|
|
|
|
|
by jessejengel
2350 days ago
|
|
Hi I'm Jesse, one of the authors, thanks for the interesting questions! - In terms fo the FIRs, I think you can think of this as a form of more general/nonlinear filter modeling. The difference being I think that you can have a filter as one of several components, and adapt them all jointly to achieve some task (which itself can be more flexibly defined (different losses, adversarial etc.). The filter itself is still just LTV-FIR, but it's being controlled nonlinearly. We only have examined synthesis so far, but other signal processing problems like denoising are definitely good directions. The "effects" processors are designed for this. - It's true neural networks often learned correlated parameters but it usually is of less significance because they operate in an overparameterized "interpolative" regime, which has a lot of interesting ongoing research trying to understand it. - We didn't do a quantitative comparison, but in general the tradeoffs will be different. Dereverberation by a modular generative model will only sound as good as the generative model itself, so artifacts will be from not modeling the source properly. However, if you learn a good model, the dereverberation should be essentially perfect (you can losslessly apply different reverb), although that's a big if. |
|
I do think you should investigate comparisons to adaptive FIRs much more. This field is critical to the design of low power medical devices like hearing aids, which need feedback reduction, echo cancellation, and the like with minimal filter orders.

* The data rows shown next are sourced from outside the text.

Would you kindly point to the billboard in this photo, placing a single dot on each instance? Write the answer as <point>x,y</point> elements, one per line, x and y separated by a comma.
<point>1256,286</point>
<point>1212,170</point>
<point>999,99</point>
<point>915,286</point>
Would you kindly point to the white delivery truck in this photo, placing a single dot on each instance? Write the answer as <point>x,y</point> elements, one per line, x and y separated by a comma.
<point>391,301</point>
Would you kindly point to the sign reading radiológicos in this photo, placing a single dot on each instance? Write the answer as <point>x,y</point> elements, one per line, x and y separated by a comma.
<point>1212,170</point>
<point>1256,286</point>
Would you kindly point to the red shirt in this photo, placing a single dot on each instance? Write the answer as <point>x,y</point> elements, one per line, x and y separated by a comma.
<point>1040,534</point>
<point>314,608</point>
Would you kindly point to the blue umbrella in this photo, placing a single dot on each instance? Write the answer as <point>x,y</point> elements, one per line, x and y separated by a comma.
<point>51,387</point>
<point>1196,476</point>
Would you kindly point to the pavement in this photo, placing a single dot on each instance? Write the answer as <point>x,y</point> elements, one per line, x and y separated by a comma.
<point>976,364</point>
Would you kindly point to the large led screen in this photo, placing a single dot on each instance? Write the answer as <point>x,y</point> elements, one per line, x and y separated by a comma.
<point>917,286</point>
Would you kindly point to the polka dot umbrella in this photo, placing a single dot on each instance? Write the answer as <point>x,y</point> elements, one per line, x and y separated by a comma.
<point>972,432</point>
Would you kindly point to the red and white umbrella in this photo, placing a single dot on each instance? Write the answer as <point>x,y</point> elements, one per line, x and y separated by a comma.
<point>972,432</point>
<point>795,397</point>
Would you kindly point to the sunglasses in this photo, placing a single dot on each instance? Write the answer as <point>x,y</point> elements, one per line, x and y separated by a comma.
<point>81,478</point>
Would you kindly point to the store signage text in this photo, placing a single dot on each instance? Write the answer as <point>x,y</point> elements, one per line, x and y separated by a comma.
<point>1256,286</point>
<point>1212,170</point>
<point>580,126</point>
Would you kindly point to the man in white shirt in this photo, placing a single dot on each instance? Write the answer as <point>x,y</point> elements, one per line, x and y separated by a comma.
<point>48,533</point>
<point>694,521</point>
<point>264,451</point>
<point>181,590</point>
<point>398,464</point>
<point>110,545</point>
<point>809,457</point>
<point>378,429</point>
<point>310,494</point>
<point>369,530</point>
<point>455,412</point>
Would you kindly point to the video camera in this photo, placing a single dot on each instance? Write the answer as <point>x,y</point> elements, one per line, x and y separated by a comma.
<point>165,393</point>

My question on correlated parameters was a bit more abstract. Often in the design of classical audio signal processors for creative applications you find that the user space parameters can be correlated, which map to more design space parameters that are even more correlated, and down to implementation level parameters which are even more correlated. For example in a filter designed by frequency sampling, the adjacent bins of an FFT are highly correlated in their I/O and I was curious if you optimized a bit by taking a DCT or similar approach for reparameterization like you'd find in calculating MFCCs and the like. It's really tough to design ML approaches for creative signal processing that are better than traditional methods due to this nature, humans learn and adapt to correlations very quickly, machines not so much when dealing with oscillation and ripple. Many local extrema in the parameter space and all that.